Need help with a problem based on Maclaurin series

Question

i've been given the following problem : Write the Maclaurin series of function $$h(x) = x*sin(x^2) , x\in R$$ , then find the 19th derivative of $$h(0)$$ and then prove that the maclaurin series of h(x) converges for x = 1 . I have found the maclaurin series for the function , however i am having trouble with the rest of the problem . Can you please explain to me the steps to solve this problem ? Thanks !

Answer 1

$$\sin x=\sum_{n=0}^\infty (-1)^n \frac{x^{2n+1}}{(2n+1)!}$$

$$\sin x^2=\sum_{n=0}^\infty (-1)^n \frac{x^{4n+2}}{(2n+1)!}$$

$$h(x)=\sum_{n=0}^\infty (-1)^n \frac{x^{4n+3}}{(2n+1)!}$$

To find $h^{(19)}(0)$, you only need to take the term $x^{19}$ from the series expansion of $h(x)$, because all terms $x^{k},~k\le 18$ vanish after taking 19-th derivative.

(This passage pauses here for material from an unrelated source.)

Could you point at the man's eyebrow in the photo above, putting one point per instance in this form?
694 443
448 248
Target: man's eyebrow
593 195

And all terms $x^{k},~k\ge 20$ vanish once plug in $x=0$ after you take the 19-th derivative. So we just let $n=4$, and pick up:

$$\frac{x^{19}}{9!}$$

After do the derivative, we get:

$$h^{(19)}(0)=\frac{19!}{9!}$$

Next, at $x=1$, we have the series:

$$\sum_{n=0}^\infty (-1)^n \frac{1}{(2n+1)!}$$

You can prove it is absolutely convergent by using ratio test.